Отбазаровавшиеся дядьки садились у возов или у глухих стенок фанерных ларьков. Один из дядьков с хряском вышибал пробку твердой, как земля, ладонью, другой брал крупные зеленые перчины, складным ножичком вырезал донышко с прочным хвостиком и семенисто-белой сердцевиной.

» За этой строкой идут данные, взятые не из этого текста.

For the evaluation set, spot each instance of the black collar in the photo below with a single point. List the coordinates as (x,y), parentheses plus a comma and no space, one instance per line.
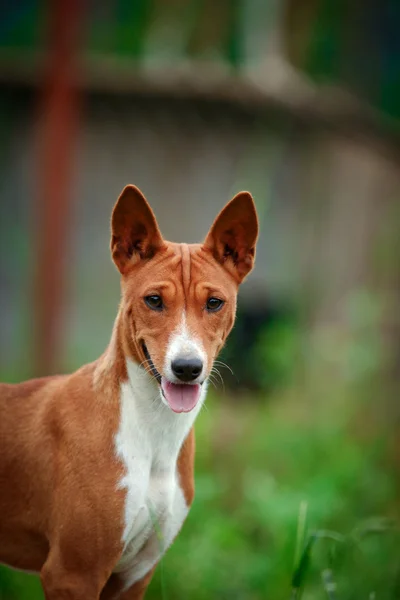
(150,363)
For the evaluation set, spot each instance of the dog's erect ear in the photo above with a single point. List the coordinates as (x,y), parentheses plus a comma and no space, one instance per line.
(134,231)
(233,236)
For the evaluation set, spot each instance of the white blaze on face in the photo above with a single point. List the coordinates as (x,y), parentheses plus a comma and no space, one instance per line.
(183,344)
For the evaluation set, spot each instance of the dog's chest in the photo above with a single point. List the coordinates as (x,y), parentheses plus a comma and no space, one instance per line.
(155,506)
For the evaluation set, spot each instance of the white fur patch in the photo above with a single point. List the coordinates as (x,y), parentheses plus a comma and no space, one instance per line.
(183,344)
(148,442)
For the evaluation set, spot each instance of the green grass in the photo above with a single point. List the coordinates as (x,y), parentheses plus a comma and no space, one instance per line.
(293,500)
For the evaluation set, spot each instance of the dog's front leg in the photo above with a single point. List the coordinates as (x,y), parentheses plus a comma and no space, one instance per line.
(62,583)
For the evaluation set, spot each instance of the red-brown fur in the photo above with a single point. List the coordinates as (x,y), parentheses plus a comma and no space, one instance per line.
(60,504)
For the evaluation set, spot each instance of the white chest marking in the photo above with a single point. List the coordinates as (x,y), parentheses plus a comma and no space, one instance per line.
(148,442)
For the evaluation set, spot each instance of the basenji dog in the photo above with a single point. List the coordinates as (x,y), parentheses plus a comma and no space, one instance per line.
(96,468)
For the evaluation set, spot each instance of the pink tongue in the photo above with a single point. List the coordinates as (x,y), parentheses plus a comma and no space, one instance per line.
(180,397)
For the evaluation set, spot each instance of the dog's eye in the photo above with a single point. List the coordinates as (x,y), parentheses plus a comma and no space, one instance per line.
(214,304)
(154,302)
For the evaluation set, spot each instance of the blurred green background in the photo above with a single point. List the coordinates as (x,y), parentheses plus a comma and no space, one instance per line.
(298,452)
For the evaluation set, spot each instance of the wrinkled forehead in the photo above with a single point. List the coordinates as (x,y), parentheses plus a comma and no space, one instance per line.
(180,269)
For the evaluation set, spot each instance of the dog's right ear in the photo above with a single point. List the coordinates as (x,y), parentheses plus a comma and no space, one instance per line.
(134,231)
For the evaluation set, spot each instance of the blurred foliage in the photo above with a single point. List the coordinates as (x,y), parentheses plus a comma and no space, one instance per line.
(256,463)
(326,39)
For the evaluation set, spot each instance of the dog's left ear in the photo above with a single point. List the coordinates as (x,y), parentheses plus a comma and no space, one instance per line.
(134,231)
(233,236)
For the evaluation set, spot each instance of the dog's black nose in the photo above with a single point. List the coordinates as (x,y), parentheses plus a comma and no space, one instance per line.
(187,369)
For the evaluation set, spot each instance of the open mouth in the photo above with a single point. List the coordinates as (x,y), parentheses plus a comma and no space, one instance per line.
(181,397)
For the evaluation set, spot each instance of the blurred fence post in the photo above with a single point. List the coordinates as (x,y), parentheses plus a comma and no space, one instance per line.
(57,132)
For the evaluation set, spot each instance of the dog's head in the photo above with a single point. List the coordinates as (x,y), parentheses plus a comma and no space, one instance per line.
(179,300)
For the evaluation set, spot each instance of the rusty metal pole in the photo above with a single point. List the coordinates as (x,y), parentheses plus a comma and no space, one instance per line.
(57,132)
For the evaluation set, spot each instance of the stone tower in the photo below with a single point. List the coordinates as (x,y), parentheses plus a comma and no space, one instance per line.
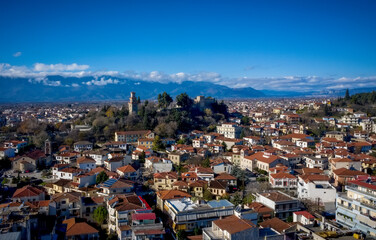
(132,105)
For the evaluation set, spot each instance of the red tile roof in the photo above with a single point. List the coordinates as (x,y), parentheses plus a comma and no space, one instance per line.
(27,191)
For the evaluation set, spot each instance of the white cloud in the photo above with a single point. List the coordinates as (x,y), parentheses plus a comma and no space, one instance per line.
(17,54)
(45,81)
(40,72)
(41,67)
(101,82)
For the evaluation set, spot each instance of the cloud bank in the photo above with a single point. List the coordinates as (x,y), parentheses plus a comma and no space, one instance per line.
(17,54)
(40,72)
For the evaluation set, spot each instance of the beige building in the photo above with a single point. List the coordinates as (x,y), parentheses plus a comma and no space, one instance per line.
(178,157)
(229,130)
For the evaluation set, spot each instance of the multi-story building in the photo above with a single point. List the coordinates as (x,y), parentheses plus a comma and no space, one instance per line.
(316,188)
(164,180)
(229,130)
(82,146)
(133,136)
(356,208)
(317,162)
(232,228)
(121,207)
(132,105)
(282,204)
(187,215)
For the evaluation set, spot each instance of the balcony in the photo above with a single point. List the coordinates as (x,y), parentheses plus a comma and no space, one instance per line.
(344,206)
(360,191)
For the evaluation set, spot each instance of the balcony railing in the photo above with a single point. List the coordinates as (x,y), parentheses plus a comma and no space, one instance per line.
(344,206)
(361,191)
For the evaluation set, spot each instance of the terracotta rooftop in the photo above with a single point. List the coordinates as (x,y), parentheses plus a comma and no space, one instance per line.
(277,196)
(276,224)
(27,191)
(172,194)
(233,224)
(75,228)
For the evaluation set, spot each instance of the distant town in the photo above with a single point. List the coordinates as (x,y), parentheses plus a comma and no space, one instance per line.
(190,167)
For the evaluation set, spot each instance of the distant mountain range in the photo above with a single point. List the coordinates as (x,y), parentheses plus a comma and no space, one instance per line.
(59,88)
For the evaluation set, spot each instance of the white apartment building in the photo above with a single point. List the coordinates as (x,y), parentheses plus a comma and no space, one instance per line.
(316,188)
(229,130)
(356,208)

Хвостик с сердцевиной отбрасывал в сторону. В руках оставалась зеленая рюмочка. В эти посудины наливалась горилка и со словами «Дай бог не последняя» опрокидывалась в жаждущие глотки.
Закусывали той же посудиной-перчиной. Смачно получалось!..
Торбину арестовали ночью. Приехали за ним из Луганска. Взяли в райкоме, за работой, в кабинете на втором этаже. И проститься с сыном не дозволили.
Осень враз помрачнела.
Мишку не давал покоя вопрос: «Как же так: сирота, батрак, красногвардеец, луганский рабочий — и вдруг ворог народу?! Как же так? Неужели сам себе ворог? Ворог своему сыну Вальке; ворог школярам, для которых построил школу; ворог колхозам, в которых дневал и ночевал; ворог полям, по которым шустро бегала его «эмка»? Ворог людям, с которыми жил рядом, которым улыбался, подсоблял, подавал рабочую крепкую руку? Ворог небу, которое его прикрывало; ворог солнцу, которое освещало ему дорогу; ворог Красному знамени, под которым выступал на митингах?! Значит, была только вражда, только злоба, а любви не было?.. Значит, его палила тайная ненависть ко всему живому, доброму?.. Как же так?!»